HSBC in talks to sell $9 billion Ping stake
HSBC Holdings Plc is in talks to sell its $9 billion stake in Ping Insurance, China’s secondlargest insurer, as the UK bank sheds assets to revive profit growth. Europe’s largest lender by market value “is in discussions which may or may not lead to the sale of the shares,” HSBC said in a statement on Monday. Ping shares fell as much as 3.5 percent in Hong Kong trading, the biggest drop since July 23. HSBC Chief Executive Officer Stuart Gulliver’s attempts to cut costs have been hampered by probes into money laundering and compensation claims, increasing pressure for asset sales. The London-based lender agreed to sell some general insurance units in Asia and Latin America earlier this year. “HSBC can reinvest the proceeds from the share sale in its organic business in China,” said Wilson Li, a Shenzhen-based analyst at Guotai Junan Securities Co. “That would actually generate more benefits than the existing investment in Ping An.”

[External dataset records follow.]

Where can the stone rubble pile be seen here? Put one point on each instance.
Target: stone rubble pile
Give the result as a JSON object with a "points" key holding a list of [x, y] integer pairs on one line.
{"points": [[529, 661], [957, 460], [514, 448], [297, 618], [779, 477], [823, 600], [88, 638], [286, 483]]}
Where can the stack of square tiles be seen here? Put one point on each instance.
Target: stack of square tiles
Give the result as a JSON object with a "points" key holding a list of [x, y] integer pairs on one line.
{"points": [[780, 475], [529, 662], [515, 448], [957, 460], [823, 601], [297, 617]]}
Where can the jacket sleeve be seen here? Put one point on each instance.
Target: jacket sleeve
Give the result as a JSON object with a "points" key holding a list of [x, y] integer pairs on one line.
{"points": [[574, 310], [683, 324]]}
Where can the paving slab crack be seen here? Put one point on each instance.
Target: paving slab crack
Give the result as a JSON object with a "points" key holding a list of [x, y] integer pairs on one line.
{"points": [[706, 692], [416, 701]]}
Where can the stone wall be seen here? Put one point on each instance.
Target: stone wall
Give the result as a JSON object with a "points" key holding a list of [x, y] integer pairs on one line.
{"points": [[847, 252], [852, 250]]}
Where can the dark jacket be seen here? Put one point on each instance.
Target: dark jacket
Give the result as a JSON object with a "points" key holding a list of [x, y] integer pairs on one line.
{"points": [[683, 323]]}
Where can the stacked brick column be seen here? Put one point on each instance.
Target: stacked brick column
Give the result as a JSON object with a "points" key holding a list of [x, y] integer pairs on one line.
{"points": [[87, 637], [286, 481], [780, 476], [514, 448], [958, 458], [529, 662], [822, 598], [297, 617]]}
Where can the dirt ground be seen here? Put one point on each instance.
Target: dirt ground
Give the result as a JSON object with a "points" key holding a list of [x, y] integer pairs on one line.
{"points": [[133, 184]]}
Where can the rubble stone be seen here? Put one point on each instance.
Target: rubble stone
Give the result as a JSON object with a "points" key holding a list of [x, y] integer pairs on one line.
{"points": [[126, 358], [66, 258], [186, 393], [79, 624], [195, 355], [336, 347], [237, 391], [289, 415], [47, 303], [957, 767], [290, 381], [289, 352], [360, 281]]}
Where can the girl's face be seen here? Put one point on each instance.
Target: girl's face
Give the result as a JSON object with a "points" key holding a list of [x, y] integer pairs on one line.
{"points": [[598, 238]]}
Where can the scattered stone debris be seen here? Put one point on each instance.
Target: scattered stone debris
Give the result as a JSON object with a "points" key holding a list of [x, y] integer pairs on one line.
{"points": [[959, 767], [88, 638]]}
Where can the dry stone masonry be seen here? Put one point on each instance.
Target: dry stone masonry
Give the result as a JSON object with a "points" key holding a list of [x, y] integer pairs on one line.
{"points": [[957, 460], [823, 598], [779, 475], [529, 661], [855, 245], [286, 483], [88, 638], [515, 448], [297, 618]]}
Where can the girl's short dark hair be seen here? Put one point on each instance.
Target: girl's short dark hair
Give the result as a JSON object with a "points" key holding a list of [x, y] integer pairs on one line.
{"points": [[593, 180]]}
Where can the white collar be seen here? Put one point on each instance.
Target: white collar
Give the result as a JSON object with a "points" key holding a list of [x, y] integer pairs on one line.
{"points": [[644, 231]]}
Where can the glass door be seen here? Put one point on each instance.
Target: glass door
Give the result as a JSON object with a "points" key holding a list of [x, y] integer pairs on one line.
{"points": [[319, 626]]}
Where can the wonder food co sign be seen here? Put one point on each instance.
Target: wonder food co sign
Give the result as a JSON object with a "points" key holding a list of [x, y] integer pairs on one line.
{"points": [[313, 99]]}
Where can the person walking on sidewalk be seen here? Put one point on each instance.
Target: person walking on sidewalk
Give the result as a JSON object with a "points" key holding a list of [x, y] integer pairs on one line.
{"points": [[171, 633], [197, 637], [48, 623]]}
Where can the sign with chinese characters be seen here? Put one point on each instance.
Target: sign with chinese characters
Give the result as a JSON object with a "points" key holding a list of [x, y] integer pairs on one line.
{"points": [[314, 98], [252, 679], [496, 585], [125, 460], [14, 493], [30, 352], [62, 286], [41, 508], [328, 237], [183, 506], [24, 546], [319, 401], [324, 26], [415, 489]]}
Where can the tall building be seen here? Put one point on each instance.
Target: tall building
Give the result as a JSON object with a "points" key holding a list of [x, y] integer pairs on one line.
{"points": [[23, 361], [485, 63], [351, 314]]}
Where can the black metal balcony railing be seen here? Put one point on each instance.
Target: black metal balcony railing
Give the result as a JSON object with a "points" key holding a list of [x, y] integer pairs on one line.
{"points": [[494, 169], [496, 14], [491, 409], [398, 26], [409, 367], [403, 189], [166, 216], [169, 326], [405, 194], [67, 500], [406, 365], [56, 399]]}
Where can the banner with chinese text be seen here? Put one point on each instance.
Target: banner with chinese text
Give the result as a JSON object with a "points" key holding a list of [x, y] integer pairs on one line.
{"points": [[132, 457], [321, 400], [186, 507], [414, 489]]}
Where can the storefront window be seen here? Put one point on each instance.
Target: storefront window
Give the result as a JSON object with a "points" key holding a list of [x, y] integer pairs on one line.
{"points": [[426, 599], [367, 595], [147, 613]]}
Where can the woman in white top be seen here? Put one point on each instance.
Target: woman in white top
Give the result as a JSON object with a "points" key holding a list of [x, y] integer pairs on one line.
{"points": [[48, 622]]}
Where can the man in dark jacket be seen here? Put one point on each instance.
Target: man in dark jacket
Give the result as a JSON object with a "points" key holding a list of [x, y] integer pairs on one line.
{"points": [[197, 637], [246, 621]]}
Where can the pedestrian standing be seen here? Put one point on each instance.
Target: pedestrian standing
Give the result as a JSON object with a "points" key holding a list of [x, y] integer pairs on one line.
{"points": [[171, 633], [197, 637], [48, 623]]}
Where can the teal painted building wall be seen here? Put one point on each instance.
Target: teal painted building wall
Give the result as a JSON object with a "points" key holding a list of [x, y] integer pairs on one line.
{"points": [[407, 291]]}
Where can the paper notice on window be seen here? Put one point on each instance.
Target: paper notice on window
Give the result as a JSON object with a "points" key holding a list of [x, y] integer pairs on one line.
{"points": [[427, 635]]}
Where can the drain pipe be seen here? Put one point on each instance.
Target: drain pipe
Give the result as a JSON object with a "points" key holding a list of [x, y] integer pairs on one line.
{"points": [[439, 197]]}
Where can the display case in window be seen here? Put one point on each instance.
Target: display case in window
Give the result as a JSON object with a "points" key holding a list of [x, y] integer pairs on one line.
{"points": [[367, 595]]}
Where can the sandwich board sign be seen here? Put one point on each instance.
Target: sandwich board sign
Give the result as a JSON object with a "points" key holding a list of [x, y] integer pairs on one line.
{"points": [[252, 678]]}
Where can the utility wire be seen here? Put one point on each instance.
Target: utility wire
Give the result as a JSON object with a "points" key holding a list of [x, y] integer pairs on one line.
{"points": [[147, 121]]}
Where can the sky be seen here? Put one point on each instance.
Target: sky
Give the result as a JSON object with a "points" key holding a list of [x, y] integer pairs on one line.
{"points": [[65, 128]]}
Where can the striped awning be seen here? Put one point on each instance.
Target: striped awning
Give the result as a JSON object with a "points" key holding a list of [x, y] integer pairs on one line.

The bank plans to sell all of its 1.23 billion Hong Kong- traded shares in Ping An, which represents about 40 percent of the insurance company’s Hong Kong-traded shares and 15.6 percent of all Ping An stock, the Hong Kong Economic Journal reported, citing people it didn’t identify. Charoen Pokphand Group, controlled by Thai billionaire Dhanin Chearavanont, is interested in buying the stake, according to the HKEJ report. Dhanin’s net worth is estimated at $6.1 billion as of Nov. 16, according to the Billionaires Index. HSBC gained 1.4 percent to 604.3 pence by 8:17 a.m. in London trading.